A USB-C cable or port could use USB4 technologies or older generations of the USB architecture, like USB 3.2.
What is USB4?
The USB-IF released the USB4 spec in 2019, building on USB 2.0 and 3.2, as well as the Thunderbolt 3 spec that Intel made royalty-free.
USB4 is compatible with USB 2.0 and 3.2 and can support Thunderbolt 3 and 4. Remember that you’ll get the lowest data transfer rate available. For example, if you plug a USB4 40Gbps cable into a USB 3.2 Gen 1 port on your laptop, expect the cable to work at 5Gbps.
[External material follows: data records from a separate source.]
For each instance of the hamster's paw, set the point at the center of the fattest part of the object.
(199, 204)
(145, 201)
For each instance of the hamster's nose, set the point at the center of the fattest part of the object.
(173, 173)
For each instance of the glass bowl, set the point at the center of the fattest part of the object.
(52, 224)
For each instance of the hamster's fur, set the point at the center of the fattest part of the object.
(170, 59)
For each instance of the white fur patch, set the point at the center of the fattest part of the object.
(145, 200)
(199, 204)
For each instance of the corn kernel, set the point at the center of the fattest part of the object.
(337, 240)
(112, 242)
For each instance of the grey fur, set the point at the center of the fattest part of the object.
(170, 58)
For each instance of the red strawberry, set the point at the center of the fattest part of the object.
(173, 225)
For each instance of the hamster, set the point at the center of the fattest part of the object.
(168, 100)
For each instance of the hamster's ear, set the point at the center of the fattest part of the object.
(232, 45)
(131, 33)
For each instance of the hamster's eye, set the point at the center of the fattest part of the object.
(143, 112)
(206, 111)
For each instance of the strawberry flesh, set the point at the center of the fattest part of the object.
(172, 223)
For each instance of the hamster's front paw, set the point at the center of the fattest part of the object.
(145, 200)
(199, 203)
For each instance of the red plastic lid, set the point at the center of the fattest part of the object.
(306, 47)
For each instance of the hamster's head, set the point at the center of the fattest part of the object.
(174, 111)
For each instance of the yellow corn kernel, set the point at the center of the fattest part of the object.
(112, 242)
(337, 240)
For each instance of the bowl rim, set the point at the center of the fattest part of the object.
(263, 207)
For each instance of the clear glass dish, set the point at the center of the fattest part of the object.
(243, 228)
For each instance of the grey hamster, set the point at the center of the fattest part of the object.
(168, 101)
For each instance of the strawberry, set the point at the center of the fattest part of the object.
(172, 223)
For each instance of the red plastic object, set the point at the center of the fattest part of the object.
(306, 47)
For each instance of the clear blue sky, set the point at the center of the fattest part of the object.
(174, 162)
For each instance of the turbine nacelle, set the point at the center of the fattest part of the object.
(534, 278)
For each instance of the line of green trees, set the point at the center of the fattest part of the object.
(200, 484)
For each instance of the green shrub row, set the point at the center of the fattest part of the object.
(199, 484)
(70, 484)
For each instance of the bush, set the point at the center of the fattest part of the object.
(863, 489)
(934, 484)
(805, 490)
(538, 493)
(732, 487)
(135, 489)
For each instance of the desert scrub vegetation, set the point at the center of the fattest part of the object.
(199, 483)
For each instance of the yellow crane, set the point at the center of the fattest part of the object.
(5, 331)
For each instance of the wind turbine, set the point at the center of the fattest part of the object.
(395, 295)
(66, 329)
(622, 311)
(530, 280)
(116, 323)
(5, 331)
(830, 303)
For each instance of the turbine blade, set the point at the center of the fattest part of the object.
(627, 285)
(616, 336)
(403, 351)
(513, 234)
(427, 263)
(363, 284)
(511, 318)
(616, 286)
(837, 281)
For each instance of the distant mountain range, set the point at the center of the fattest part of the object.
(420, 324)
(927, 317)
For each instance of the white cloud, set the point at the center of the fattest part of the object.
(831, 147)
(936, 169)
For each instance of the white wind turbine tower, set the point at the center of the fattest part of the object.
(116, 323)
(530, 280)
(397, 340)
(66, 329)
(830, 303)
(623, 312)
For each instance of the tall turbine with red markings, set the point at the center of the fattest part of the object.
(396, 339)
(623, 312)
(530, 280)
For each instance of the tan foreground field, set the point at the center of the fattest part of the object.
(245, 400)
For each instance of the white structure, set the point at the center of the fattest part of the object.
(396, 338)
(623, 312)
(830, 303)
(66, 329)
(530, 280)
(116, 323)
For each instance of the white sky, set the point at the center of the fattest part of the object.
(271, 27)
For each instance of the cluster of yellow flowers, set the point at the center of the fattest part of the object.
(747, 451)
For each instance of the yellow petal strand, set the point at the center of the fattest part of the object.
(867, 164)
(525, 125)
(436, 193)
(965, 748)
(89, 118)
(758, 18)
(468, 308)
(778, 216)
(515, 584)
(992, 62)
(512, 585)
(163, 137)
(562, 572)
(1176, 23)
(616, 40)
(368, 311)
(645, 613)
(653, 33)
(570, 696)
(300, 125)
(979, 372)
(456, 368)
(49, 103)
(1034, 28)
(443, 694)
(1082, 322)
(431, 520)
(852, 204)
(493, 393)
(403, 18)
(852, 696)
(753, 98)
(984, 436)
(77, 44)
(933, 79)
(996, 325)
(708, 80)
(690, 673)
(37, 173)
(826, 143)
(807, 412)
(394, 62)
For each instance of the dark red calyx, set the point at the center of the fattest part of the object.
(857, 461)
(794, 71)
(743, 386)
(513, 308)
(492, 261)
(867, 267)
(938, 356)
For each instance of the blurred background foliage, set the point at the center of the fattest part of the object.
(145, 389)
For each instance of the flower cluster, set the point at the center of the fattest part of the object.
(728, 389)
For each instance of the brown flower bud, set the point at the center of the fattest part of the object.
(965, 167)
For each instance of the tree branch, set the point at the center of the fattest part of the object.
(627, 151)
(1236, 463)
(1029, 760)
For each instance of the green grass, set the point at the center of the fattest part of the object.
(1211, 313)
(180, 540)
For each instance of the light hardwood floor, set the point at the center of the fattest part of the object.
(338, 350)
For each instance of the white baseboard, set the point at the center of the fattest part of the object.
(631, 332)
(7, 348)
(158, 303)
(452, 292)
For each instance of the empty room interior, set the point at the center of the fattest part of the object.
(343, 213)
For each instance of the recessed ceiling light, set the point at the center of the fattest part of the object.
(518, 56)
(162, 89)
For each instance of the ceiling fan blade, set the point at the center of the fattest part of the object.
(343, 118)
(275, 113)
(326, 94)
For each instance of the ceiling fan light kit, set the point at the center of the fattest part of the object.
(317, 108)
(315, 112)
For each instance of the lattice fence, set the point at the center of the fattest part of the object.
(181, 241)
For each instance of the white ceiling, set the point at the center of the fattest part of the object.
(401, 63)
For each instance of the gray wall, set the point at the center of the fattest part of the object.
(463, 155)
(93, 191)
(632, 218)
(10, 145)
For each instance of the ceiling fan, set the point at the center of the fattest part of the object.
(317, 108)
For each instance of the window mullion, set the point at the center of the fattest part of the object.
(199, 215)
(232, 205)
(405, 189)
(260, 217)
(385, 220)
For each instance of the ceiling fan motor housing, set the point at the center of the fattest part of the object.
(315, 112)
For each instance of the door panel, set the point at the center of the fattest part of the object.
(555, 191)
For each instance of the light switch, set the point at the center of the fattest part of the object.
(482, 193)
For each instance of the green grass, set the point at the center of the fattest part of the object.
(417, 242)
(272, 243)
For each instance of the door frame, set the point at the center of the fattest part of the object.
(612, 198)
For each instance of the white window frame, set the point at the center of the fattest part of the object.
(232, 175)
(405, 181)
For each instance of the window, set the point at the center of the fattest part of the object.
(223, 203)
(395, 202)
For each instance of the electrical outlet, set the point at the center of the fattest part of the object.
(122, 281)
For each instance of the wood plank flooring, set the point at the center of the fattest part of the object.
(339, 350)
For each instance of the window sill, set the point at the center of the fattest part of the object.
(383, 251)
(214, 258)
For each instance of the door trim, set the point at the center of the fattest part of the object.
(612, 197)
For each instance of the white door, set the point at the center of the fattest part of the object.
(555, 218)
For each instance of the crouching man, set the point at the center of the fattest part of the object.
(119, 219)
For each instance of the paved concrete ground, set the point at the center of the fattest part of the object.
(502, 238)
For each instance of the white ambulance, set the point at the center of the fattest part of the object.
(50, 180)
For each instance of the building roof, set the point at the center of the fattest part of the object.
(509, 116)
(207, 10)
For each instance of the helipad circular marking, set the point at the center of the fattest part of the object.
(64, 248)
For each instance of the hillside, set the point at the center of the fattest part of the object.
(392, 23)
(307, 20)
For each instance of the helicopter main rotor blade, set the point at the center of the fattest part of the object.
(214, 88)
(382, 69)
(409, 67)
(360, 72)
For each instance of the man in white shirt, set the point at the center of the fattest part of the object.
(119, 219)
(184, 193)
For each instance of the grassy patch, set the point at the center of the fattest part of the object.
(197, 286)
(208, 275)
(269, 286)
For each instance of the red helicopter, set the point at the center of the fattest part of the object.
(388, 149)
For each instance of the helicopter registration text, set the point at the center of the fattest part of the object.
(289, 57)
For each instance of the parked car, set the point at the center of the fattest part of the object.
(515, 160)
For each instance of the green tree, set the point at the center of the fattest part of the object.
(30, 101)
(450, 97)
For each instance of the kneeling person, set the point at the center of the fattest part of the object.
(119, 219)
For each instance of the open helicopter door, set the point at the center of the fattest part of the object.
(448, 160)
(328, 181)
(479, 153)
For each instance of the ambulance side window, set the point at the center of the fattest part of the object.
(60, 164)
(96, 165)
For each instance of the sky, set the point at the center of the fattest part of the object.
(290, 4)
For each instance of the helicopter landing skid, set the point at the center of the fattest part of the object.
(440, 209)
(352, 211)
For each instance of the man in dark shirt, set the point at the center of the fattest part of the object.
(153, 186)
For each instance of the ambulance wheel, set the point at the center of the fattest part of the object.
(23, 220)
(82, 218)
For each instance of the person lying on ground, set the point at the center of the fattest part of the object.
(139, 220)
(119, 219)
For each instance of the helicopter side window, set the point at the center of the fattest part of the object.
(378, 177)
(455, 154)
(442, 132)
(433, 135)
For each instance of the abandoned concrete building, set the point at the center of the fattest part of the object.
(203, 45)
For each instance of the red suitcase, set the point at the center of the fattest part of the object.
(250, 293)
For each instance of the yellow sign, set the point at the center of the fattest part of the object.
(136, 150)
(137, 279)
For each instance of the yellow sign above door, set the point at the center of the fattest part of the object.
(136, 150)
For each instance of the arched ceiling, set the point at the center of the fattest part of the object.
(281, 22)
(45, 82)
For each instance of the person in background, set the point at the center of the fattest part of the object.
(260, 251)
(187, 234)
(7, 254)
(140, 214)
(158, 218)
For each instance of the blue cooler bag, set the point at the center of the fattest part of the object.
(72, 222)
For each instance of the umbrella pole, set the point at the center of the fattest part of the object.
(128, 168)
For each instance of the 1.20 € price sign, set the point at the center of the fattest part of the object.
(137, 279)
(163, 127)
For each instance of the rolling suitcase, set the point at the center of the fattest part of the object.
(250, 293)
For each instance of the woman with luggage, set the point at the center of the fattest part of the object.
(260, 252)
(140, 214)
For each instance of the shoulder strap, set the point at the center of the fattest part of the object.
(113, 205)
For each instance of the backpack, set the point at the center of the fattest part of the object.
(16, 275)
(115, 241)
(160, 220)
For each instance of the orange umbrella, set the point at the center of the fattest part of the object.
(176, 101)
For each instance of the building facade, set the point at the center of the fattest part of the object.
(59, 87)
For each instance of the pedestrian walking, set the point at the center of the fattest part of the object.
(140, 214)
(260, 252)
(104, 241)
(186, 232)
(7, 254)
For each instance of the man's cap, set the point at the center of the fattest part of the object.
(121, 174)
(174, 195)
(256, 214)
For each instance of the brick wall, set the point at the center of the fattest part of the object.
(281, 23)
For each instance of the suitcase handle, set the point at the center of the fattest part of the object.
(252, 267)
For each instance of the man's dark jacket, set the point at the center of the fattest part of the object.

USB4 differs from USB 3.2 in that it can operate at 40Gbps; however, that max theoretical transfer rate is optional. At a minimum, USB4 requires 20Gbps, just like USB 3.2 Gen 2×2.
USB4 also introduces the ability to use multiple data and display protocols simultaneously and allocate total available bandwidth based on current needs.
40 gigabits per second
USB4 must operate at 20Gbps, but it can also support 40Gbps speeds using a pair of bidirectional cable lanes.
Jeff Ravencraft, president and COO of USB-IF, told Ars that USB4’s multi-monitor support depends on the computer “and is a question of how many streams a host can support, but “from a bandwidth perspective, the maximum is four 1K monitors at [a refresh rate of] 120 Hz, two 4K monitors at 120 Hz, and one 8K monitor at 30 Hz.”
But if USB4 can be 20Gbps or 40Gbps, how do you know what you’re getting?
Your best bet is to carefully examine spec sheets. But to simplify things, in 2021, the USB-IF introduced a logo program that included USB4 transfer rates. The badges look like this:
Speed is also limited by distance. Ravencraft said that max passive cable length is 3.3 feet (1 meter), while active copper cables can reach 13.1 feet (4 meters) and operate at 40Gbps, and “active optical cables can be much longer.”
The USB-IF is moving away from USB sub-generation names like USB 3.2, with USB4 Version 2.0” being the next big update. Meanwhile, USB-IF is pushing branding like “USB 40Gbps,” “USB 20Gbps,” and “SuperSpeed USB 20Gbps,” aka USB 3.2 Gen 2×2. However, the accompanying logos are optional and require USB-IF certification. You’ll still see plenty of products simply labeled as USB4, which doesn’t tell you the data transfer rate.
Dynamic bandwidth allocation
USB4’s other headline feature is its protocol tunneling, including USB 3.x, DisplayPort, and, optionally, PCIe. Briefly, this feature allows USB4 to allocate bandwidth based on current needs. As an example, imagine using a USB4 dock to connect your PC, monitor, and external SSD. USB4 will allocate the necessary bandwidth to the monitor—say 10Gbps—and give the remaining 30Gbps to the external drive.